Word Work Ideas
Word Detective: In the classroom, when students learn a new word, they get a chance to be a word detective. They get to pick a text and find as many of their word wall words as possible. One way to incorporate what they have been learning in math is to have the student place a tally mark for each of the words that they find.
Magnetic Letters: Students can use magnetic letters on the fridge to spell out their word wall words. Have them say the word while running their finger under the word, spell the word while pointing to each letter, and then say the word again while running their finger under the word.
Salty/Sandy Words: Provide the student with a flat, shallow tray filled with enough sand or salt to just cover the bottom. Have the student spell the word by using their finger in the salt or sand. To clear the board, they just have to gently shake the container. This can also be done with flour.
Shaving Cream Letters: Spray a small amount of shaving cream on the counter or table. Have the student smooth it out so they have a flat surface. They can spell their word wall words in the shaving cream and re-smooth the shaving cream for their next word.
Window Art: Allow the student to use window markers (Crayola or any other brand) and write their word wall words. They can put them into a sentence, illustrate the word, etc. When they are done, it wipes right off!

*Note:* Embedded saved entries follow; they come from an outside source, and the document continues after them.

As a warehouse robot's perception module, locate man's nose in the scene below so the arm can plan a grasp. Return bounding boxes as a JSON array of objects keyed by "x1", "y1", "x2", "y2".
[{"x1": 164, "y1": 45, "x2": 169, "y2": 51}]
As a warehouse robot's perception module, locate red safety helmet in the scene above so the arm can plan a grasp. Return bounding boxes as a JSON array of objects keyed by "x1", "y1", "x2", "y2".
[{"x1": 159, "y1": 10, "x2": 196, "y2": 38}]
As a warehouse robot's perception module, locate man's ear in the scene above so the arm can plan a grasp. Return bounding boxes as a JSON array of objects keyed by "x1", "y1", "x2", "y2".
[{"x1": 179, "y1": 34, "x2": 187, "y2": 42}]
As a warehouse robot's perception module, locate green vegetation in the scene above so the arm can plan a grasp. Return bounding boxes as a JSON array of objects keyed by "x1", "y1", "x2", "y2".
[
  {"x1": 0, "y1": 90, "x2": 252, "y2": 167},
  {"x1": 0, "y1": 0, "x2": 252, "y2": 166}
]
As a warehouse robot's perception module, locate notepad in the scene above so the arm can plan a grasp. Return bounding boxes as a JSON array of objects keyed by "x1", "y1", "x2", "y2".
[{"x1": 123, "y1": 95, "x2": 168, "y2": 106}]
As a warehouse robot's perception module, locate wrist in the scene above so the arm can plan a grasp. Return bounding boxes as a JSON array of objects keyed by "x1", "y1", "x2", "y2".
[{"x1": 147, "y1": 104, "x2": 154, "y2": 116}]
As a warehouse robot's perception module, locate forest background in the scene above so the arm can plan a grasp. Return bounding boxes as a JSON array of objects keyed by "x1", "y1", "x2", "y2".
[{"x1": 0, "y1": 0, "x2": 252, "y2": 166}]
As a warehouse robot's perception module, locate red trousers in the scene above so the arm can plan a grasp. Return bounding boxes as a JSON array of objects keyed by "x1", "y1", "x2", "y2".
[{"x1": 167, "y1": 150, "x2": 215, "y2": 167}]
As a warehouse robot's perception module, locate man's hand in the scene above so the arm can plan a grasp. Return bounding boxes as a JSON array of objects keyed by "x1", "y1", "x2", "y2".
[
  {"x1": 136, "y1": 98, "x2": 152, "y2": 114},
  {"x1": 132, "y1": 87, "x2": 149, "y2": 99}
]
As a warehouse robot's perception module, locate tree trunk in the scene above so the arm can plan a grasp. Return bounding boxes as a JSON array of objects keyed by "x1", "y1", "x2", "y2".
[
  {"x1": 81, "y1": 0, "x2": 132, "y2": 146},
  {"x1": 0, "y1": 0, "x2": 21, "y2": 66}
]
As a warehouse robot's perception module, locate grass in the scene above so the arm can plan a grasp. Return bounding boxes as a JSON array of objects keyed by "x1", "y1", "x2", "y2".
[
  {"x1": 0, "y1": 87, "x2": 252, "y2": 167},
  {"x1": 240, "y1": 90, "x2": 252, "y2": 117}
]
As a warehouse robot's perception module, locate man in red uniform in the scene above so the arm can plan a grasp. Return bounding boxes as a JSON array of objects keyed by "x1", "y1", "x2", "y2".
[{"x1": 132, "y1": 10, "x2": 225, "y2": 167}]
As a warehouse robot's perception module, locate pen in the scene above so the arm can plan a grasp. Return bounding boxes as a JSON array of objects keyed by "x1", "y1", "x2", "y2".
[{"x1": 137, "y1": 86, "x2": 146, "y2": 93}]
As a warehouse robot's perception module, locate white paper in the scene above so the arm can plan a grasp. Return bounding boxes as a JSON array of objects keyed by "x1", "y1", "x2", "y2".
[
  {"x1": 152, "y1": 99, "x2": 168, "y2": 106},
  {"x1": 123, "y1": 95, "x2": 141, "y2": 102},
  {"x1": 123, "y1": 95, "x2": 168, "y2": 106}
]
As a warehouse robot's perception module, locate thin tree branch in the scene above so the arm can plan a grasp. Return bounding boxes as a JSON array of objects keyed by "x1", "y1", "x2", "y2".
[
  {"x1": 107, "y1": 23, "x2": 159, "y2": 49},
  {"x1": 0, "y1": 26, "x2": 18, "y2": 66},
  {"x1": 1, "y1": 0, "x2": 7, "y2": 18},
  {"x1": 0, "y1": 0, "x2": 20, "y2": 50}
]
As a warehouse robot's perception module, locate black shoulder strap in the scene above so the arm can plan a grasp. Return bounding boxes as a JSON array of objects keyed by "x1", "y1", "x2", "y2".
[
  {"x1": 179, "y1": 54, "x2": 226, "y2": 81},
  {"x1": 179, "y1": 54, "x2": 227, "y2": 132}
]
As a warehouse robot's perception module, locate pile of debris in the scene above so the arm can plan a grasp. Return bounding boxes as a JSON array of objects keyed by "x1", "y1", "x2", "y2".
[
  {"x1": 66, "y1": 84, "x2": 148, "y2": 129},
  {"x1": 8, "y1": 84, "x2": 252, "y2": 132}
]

Rainbow Words: Have the student pick some of their favorite colored crayons (Crayons work best for students who are in younger grades. It provides resistance against the paper and allows them to slow down and focus on their handwriting). Start by writing one of their word wall words in pencil. They will take their first crayon and trace over the word. They will take the next color and trace over the word again. When they are done, they will have a word that is written in a rainbow of colors.
Scrabble: Have the students use Scrabble tiles to spell out their word wall words. An extension of this activity is to then have students add up the points for their words. "Which word was worth the most points?" "Which word was worth the least amount of points?" This integrates math terminology that is used in the classroom.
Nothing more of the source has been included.